Colère, incompréhension, et parfois, déni : le documentaire Les Femmes de Mazan, diffusé jeudi sur Téva, sonde les âmes tourmentées de sept épouses et ex-compagnes d’hommes jugés et condamnés pour avoir violé Gisèle Pélicot.

Un point commun les rassemble : l’incrédulité qui les a saisies en apprenant que leur conjoint, mari ou fils était soupçonné d’avoir participé aux viols de Mme Pélicot, droguée pendant des années par son époux Dominique qui la livrait à des inconnus.

« C’est le sol qui se dérobe sous vos pieds.
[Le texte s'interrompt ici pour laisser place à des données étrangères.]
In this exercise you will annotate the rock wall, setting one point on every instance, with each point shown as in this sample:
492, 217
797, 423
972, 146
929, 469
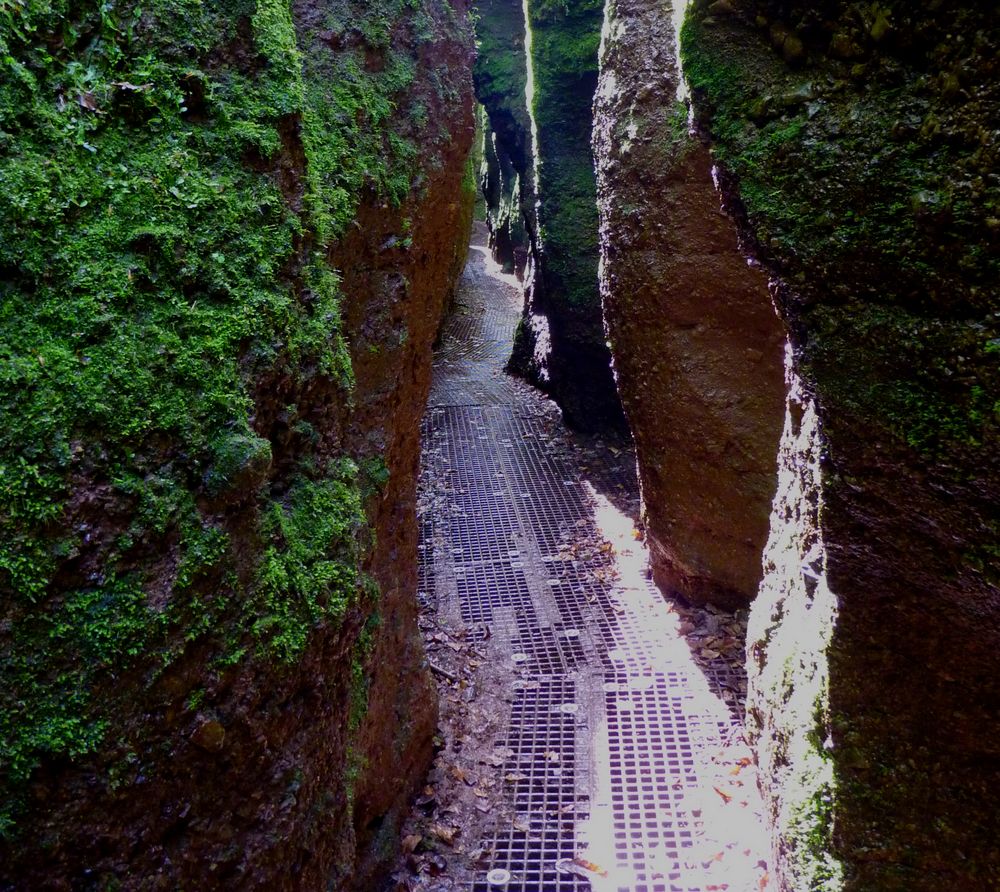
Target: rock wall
227, 241
501, 76
697, 344
857, 146
563, 341
536, 79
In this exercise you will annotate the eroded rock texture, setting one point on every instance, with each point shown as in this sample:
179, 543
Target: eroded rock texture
227, 239
696, 341
501, 77
561, 344
857, 143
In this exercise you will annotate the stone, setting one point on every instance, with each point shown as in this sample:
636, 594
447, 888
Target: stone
696, 342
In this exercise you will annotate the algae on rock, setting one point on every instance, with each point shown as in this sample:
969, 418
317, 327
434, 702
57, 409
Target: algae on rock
853, 143
186, 535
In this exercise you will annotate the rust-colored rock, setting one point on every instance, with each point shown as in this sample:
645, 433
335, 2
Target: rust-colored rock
696, 342
222, 761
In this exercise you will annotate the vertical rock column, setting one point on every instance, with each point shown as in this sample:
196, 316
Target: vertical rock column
697, 344
562, 344
501, 76
858, 142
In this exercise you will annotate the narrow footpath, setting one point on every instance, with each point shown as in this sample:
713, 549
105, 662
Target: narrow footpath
590, 729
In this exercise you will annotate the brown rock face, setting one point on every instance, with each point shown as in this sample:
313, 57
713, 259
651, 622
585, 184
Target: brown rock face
843, 134
220, 762
696, 342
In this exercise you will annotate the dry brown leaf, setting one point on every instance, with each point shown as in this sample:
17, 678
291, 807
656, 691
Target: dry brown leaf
725, 796
445, 833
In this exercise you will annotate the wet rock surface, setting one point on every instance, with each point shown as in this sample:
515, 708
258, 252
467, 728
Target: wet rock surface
696, 341
258, 714
560, 346
566, 682
853, 145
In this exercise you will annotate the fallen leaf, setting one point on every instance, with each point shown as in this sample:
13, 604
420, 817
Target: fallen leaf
445, 833
725, 796
590, 866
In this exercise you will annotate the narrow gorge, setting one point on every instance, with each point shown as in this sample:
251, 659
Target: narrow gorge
528, 445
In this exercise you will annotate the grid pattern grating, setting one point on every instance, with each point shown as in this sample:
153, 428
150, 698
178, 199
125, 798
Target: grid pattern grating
503, 516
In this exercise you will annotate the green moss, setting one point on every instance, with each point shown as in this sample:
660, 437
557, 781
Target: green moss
309, 570
156, 262
564, 56
865, 214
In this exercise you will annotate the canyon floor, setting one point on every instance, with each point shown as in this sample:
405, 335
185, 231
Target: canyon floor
591, 728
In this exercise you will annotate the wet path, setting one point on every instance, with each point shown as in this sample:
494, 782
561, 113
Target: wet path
590, 730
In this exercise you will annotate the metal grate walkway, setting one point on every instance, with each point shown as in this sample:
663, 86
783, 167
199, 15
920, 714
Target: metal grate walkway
607, 753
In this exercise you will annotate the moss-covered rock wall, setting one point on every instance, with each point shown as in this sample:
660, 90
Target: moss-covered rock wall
227, 235
536, 73
857, 144
562, 344
501, 78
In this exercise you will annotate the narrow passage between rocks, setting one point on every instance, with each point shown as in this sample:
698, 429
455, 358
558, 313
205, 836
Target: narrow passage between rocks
590, 729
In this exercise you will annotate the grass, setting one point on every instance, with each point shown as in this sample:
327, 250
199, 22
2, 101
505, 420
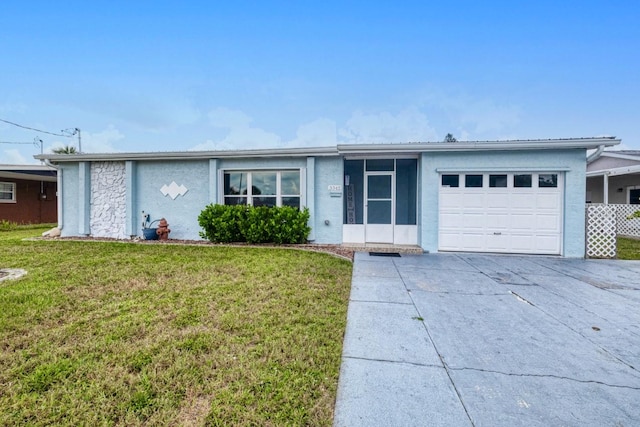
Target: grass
106, 333
628, 248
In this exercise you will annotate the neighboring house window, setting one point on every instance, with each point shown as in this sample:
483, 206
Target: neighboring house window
262, 188
7, 192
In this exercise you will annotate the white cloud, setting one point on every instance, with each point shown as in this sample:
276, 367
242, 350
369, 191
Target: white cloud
13, 157
94, 142
408, 125
318, 133
229, 119
472, 116
101, 142
240, 134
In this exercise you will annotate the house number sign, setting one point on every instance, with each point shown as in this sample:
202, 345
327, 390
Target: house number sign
335, 190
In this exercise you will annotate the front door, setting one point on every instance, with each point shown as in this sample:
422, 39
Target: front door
379, 207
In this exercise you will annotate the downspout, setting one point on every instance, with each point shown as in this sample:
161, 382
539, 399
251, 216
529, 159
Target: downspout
594, 156
59, 190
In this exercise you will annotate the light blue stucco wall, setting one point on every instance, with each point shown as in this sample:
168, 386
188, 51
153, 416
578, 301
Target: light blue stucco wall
201, 177
69, 199
573, 161
328, 207
182, 212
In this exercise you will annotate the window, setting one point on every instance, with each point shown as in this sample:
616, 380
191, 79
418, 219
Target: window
547, 180
262, 188
497, 181
473, 180
522, 181
7, 192
450, 180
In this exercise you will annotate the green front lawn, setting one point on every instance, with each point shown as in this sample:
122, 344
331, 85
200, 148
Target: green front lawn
107, 333
628, 248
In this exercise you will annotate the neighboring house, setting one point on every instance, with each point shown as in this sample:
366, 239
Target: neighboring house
493, 196
28, 194
613, 177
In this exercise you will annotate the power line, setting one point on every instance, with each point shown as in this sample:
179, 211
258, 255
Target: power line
37, 130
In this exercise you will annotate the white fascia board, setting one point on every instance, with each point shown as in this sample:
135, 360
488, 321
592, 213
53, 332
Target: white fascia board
191, 155
37, 168
26, 176
625, 170
420, 147
620, 156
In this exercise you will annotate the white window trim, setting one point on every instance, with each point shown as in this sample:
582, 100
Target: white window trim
249, 194
12, 191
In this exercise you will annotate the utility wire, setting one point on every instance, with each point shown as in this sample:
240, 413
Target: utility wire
37, 130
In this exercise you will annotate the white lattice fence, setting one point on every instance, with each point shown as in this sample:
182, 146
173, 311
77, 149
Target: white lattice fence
624, 225
601, 231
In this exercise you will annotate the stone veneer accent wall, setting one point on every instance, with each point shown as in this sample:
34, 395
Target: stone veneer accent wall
108, 200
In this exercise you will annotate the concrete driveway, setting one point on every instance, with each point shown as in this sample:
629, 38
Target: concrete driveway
488, 340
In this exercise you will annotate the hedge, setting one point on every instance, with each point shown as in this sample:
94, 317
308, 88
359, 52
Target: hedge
261, 224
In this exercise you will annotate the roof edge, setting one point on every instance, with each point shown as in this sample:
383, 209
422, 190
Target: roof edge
529, 144
410, 147
191, 155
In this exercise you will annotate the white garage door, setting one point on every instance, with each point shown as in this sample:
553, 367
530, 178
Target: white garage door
501, 212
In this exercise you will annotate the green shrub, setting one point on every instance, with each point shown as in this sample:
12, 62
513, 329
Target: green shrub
6, 225
239, 223
222, 224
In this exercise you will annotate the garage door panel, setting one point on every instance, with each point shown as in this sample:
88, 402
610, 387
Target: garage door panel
497, 221
449, 199
522, 221
509, 220
524, 201
450, 219
496, 243
547, 201
498, 201
547, 223
547, 243
522, 243
472, 200
473, 220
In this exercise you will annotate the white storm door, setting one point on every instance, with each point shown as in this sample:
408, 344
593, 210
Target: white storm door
379, 207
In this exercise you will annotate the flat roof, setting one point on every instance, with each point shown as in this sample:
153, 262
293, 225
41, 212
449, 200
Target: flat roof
28, 172
345, 149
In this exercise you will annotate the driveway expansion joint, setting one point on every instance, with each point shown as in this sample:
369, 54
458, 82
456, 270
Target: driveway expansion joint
396, 362
557, 377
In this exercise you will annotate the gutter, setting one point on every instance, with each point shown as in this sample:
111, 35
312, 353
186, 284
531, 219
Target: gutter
596, 155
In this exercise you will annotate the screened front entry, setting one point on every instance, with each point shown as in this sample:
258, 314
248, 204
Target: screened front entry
380, 203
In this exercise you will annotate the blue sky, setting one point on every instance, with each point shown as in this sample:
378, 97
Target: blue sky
167, 76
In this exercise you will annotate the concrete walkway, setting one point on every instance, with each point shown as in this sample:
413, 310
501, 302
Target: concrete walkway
487, 340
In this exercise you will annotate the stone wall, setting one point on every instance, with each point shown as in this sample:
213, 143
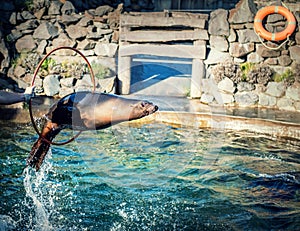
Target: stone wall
26, 36
233, 42
31, 35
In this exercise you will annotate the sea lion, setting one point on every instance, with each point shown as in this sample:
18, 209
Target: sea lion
86, 111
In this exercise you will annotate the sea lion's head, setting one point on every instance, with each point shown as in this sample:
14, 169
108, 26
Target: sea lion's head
142, 109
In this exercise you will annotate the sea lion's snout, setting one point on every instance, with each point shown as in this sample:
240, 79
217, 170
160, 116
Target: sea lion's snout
148, 107
142, 109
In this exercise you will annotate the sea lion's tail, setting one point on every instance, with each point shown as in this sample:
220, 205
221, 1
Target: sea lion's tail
42, 145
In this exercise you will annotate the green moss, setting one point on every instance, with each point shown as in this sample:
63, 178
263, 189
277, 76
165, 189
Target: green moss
246, 68
288, 75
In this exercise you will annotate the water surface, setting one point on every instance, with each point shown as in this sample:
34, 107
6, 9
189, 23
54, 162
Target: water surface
151, 177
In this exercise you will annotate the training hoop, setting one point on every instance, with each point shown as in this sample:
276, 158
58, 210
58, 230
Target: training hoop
32, 84
262, 32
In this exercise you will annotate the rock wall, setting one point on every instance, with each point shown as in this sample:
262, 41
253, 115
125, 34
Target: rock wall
30, 36
26, 36
233, 42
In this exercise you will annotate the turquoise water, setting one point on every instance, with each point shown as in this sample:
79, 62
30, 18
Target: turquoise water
151, 177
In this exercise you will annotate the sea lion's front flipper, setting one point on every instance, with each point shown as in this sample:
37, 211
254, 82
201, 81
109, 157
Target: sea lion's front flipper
42, 145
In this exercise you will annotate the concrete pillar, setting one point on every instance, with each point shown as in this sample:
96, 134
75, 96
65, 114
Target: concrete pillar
198, 73
124, 75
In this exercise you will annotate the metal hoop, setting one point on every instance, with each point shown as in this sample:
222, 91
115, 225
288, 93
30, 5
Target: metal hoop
32, 84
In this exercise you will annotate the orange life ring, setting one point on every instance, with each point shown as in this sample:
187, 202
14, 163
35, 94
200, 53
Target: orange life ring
262, 13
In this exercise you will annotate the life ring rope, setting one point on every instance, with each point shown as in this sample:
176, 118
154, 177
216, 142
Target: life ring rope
279, 36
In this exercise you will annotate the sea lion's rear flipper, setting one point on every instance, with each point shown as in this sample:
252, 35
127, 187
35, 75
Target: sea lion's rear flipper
42, 145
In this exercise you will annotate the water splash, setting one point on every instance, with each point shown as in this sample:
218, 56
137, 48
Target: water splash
39, 199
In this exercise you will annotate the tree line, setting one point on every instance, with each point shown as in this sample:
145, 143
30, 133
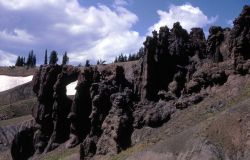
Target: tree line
31, 60
130, 57
53, 58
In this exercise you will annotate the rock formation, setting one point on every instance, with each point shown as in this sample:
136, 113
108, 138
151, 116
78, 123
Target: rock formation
176, 72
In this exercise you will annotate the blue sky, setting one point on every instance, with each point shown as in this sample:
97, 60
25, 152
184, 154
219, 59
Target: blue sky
99, 29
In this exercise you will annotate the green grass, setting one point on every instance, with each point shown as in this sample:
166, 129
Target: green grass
130, 151
20, 108
60, 154
15, 121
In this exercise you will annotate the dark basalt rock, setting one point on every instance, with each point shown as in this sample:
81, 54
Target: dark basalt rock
240, 35
22, 145
152, 114
43, 88
81, 109
101, 94
61, 107
117, 126
177, 71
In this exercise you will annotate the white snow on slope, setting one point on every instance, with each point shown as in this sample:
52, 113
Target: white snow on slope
8, 82
71, 88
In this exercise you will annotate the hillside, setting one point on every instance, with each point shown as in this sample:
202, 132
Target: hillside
186, 98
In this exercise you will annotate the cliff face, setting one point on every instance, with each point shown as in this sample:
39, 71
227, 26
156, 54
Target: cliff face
176, 71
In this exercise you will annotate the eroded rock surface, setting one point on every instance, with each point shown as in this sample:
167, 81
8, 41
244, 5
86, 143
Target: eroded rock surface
178, 70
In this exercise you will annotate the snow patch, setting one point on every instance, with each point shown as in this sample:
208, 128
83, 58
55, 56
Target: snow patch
8, 82
71, 88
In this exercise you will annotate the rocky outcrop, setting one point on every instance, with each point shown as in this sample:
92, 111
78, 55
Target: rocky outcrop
61, 107
177, 71
44, 82
105, 107
240, 35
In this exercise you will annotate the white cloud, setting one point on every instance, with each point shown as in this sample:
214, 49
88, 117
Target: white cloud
230, 23
18, 35
64, 25
8, 82
7, 59
188, 16
120, 2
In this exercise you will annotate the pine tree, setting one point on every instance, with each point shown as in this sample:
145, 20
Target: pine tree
87, 64
46, 57
53, 57
18, 61
65, 59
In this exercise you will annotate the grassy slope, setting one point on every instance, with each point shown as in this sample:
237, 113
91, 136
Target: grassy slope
17, 71
183, 123
192, 120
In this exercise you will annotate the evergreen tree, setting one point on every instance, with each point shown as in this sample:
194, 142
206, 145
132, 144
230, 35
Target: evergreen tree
18, 61
46, 57
87, 64
65, 59
53, 57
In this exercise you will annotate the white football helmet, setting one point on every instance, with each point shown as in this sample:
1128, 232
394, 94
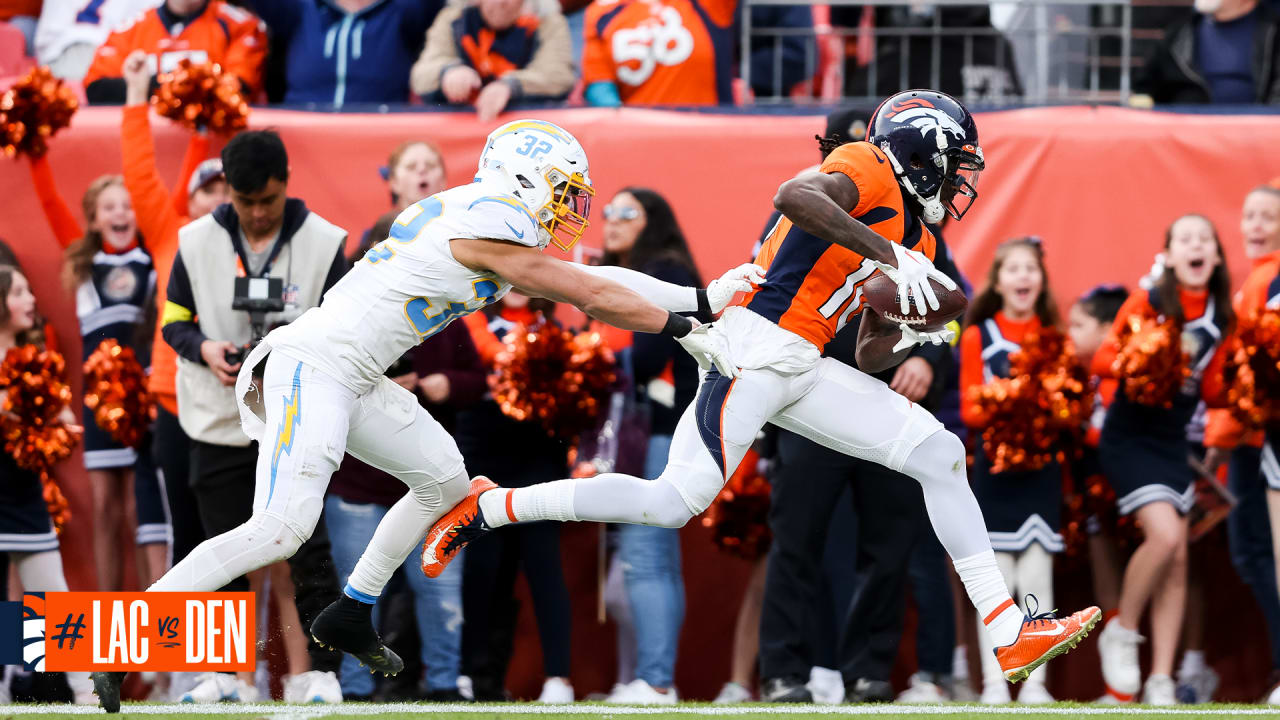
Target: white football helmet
545, 167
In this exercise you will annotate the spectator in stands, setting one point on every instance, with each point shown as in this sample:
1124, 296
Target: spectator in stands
347, 50
69, 33
659, 53
490, 53
780, 62
447, 376
22, 14
261, 233
641, 233
1223, 53
521, 454
181, 30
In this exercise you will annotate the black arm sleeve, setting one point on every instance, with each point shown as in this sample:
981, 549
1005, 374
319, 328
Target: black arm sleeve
337, 269
179, 329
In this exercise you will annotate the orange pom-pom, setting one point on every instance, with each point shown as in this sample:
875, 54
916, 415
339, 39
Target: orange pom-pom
1253, 374
115, 390
32, 110
553, 377
200, 96
1036, 414
739, 516
35, 395
1151, 360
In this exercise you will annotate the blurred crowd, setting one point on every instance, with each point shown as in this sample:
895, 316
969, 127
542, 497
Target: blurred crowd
489, 54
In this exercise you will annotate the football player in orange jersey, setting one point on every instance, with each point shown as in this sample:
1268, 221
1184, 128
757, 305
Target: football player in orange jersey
864, 210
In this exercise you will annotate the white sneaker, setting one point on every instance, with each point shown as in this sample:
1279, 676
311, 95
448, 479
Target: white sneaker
312, 686
923, 692
995, 693
731, 693
1034, 693
1118, 646
1159, 691
556, 691
1197, 687
639, 692
826, 686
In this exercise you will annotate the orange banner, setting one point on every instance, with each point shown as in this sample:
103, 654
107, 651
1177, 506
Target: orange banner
150, 630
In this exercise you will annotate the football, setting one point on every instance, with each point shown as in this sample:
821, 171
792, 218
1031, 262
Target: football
881, 294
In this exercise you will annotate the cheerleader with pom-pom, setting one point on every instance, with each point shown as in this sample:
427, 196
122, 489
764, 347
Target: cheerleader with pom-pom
1168, 354
27, 533
1022, 507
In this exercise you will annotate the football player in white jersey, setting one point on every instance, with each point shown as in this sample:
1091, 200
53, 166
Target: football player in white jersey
324, 393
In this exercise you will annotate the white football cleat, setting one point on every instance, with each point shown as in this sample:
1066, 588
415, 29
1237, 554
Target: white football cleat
639, 692
312, 686
1159, 691
1118, 646
556, 691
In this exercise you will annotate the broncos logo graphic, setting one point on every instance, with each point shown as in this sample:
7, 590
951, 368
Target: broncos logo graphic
927, 119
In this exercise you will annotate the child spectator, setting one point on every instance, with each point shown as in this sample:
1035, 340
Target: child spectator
1023, 507
1144, 449
490, 53
181, 30
347, 50
112, 277
659, 53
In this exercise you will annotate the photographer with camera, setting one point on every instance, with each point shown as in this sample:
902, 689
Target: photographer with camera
248, 267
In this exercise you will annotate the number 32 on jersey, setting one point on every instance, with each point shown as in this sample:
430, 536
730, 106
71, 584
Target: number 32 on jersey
426, 318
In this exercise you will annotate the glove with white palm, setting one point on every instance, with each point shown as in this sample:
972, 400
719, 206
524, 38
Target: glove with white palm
912, 272
743, 278
912, 337
709, 350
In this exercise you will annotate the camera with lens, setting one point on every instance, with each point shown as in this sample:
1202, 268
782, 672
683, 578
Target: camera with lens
257, 296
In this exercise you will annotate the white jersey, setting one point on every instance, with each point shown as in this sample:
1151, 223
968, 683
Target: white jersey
69, 22
407, 287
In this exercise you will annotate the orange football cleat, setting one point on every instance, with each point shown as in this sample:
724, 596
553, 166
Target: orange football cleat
458, 527
1042, 638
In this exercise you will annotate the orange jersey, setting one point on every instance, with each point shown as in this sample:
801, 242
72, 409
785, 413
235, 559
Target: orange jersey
223, 33
662, 51
813, 287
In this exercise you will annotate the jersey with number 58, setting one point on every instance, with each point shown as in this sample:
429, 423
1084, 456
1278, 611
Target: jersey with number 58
407, 287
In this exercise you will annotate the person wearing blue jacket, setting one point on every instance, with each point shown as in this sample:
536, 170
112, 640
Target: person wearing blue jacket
347, 51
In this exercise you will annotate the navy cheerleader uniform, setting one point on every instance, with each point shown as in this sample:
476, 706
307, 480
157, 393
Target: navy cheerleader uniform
110, 304
1144, 449
1020, 506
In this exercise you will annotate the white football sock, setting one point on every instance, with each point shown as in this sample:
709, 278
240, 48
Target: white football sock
988, 593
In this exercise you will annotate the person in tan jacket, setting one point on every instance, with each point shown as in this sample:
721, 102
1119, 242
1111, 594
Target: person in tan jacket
488, 53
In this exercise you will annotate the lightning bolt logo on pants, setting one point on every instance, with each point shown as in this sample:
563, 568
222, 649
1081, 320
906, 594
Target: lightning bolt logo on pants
288, 427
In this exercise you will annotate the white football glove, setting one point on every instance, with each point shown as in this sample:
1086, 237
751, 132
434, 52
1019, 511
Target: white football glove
743, 278
912, 337
709, 350
912, 273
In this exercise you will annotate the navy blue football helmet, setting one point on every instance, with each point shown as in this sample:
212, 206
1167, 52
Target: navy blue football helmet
932, 142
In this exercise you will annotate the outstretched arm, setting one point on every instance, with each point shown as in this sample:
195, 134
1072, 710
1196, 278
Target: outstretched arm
819, 204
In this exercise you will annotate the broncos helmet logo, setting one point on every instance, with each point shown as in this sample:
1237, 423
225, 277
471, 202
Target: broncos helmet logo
929, 118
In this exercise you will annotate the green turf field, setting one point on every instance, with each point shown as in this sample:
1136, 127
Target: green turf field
590, 711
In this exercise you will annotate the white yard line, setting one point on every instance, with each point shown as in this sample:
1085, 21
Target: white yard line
307, 711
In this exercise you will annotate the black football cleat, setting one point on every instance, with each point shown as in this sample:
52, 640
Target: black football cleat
106, 687
347, 625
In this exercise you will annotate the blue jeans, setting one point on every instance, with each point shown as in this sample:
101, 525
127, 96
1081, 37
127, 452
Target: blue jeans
1248, 533
437, 604
654, 584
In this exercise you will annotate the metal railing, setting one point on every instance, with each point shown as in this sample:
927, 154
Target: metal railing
1036, 51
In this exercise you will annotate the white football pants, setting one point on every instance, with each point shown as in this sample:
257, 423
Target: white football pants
311, 419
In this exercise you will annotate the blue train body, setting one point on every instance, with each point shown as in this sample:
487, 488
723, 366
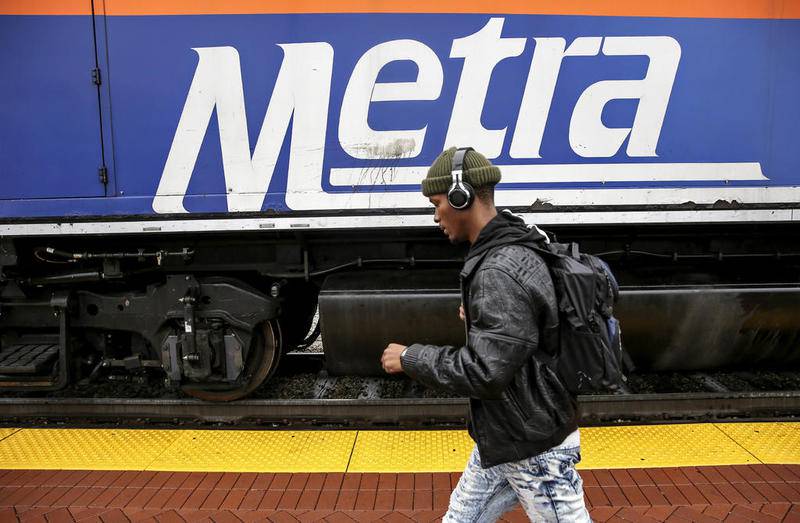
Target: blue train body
331, 113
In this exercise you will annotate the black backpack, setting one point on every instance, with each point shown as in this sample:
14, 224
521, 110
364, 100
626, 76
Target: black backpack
591, 357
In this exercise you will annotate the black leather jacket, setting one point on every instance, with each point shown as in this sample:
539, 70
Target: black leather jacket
518, 407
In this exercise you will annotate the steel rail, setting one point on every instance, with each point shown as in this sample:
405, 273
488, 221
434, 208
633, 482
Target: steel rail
406, 412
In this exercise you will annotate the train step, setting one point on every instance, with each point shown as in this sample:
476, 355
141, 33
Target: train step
26, 358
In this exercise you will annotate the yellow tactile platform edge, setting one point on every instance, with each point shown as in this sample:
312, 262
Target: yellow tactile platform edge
381, 451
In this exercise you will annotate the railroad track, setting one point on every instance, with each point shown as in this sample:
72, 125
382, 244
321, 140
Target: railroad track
371, 413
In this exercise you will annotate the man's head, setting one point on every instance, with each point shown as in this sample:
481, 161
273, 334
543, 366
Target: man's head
462, 224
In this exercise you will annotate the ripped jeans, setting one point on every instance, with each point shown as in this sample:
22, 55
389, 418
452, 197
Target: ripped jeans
547, 485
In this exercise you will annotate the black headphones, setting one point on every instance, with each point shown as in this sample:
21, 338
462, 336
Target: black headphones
461, 194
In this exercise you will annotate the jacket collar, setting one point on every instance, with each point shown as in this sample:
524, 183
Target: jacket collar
504, 229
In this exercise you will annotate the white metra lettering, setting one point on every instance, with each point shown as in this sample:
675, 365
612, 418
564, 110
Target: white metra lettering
538, 95
358, 139
481, 51
589, 137
301, 94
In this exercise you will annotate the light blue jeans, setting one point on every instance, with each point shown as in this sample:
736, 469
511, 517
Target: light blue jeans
546, 485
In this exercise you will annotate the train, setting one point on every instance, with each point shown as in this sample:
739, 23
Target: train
186, 185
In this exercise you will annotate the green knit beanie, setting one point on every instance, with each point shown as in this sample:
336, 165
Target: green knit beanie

Vous êtes obligée de vous dissocier parce que c’est trop violent », dit l’une de ces sept femmes qui ont assisté aux interpellations et ont parfois été confrontées aux vidéos des agissements de leur conjoint.

« Les photos c’est horrible parce qu’il n’y a pas de doute », déclare une autre femme devant la caméra de Delphine Welter et Alyssa Makni, qui expliquent avoir voulu lever le voile sur ces « victimes collatérales » de cette affaire, devenue un symbole des violences faites aux femmes.

« On voyait ces femmes dans la salle des pas perdus mais on avait l’impression que personne ne s’occupait d’elles », a récemment expliqué Mme Welter.

51 hommes condamnés

Mi-décembre, à l’issue de quatre mois de procès à Avignon, 51 hommes âgés de 27 à 74 ans ont été condamnés après avoir été jugés pour la plupart pour viols aggravés sur Gisèle Pélicot. La peine la plus lourde, vingt ans de réclusion, a été prononcée contre son mari.

L’ex-compagnon de Lisa était dans le box des accusés et cette infirmière de 32 ans a traversé la France pour assister au procès de celui pour qui elle « ressent de la haine ». « Je me sens salie », témoigne-t-elle dans le documentaire.

La déflagration fut également violente pour Nathalie, dont le fils fait partie des condamnés.

« Je me suis dit que c’était de ma faute, que je l’avais mal éduqué », dit cette femme de 54 ans qui dit avoir subi harcèlement et menaces. « Les gens me disaient que je devrais avoir honte d’avoir mis au monde un violeur », dit-elle.

Fanny, 33 ans, s’est, elle, réfugiée dans le déni, elle qui avait rencontré son compagnon alors qu’il sortait de détention provisoire. « Je n’ai jamais douté de sa bonne foi », affirme-t-elle dans le documentaire, assurant qu’il avait été « manipulé ».